Une réalisation ambitieuse
Le cadre est posé dès les premières secondes du film. Avec Un parfait inconnu, James Mangold ne s’intéressera pas à l’entièreté de la vie de l’artiste et laissera une part de mystère autour de sa jeunesse et de tout ce qui précède son arrivée dans la ville, en raccordant l’ensemble de cette première séquence au titre du film. Une entrée en matière peu orthodoxe, mais bienvenue pour un film de ce genre, plus enclin à effectuer des allers et retours entre son enfance et les évènements se plaçant dans l’instant présent du long-métrage.
Le procédé utilisé déroute quelque peu et l‘on se sent distant par rapport à ce qui est montré, comme si le film ne savait pas comment débuter son récit. Il n’empêche que la réalisation est léchée, l’image réfléchie et travaillée et l’on perçoit l’amour du réalisateur pour cette époque révolue, cadre déjà utilisé dans ses deux dernières réalisations.
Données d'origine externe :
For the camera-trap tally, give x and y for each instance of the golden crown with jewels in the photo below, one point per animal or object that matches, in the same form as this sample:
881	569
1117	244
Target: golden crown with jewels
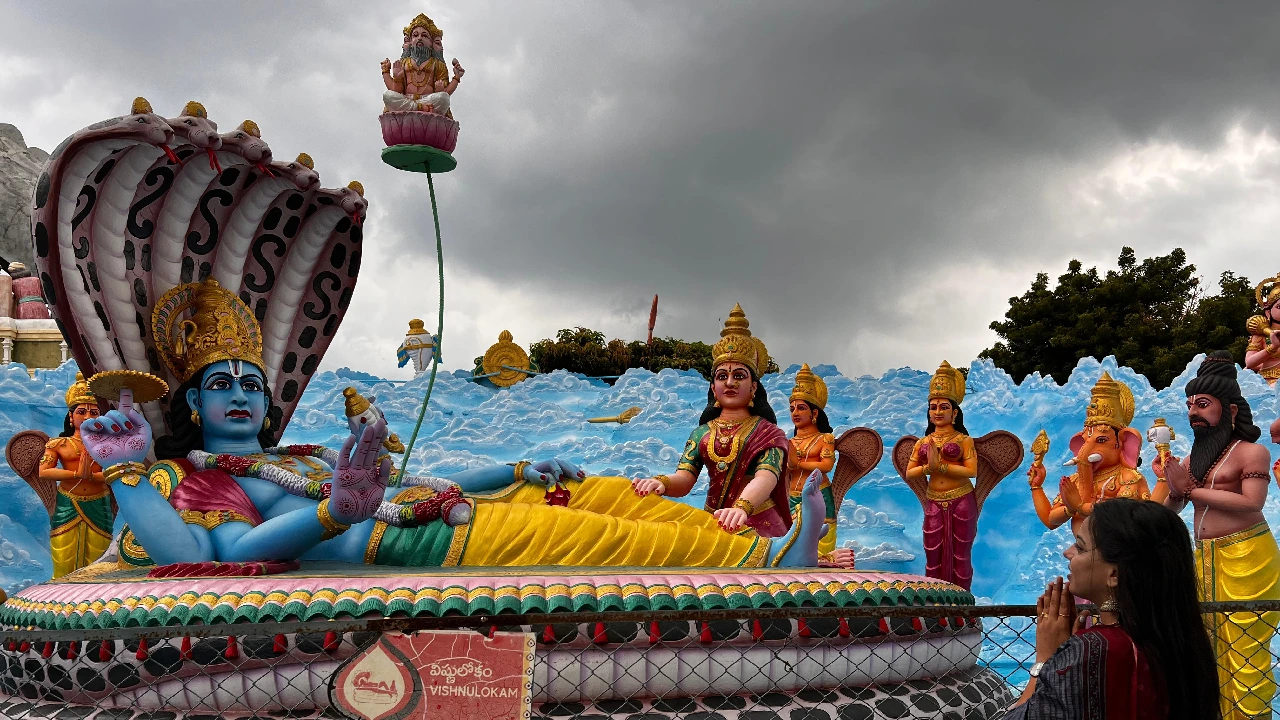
220	327
1110	404
810	388
80	393
736	345
947	383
Une histoire manquant d’ampleur
Malgré un cadrage académique chargé tout en restant agréable à voir, l’histoire en elle-même ne nous emporte jamais réellement. Un parfait inconnu n’arrive pas à mettre en place un fil conducteur clair et précis et finit par nous montrer les évènements de manière linéaire, sans apporter sa propre vision. Cela est encore plus dommageable quand on pousse la comparaison avec d’autres réalisations existantes.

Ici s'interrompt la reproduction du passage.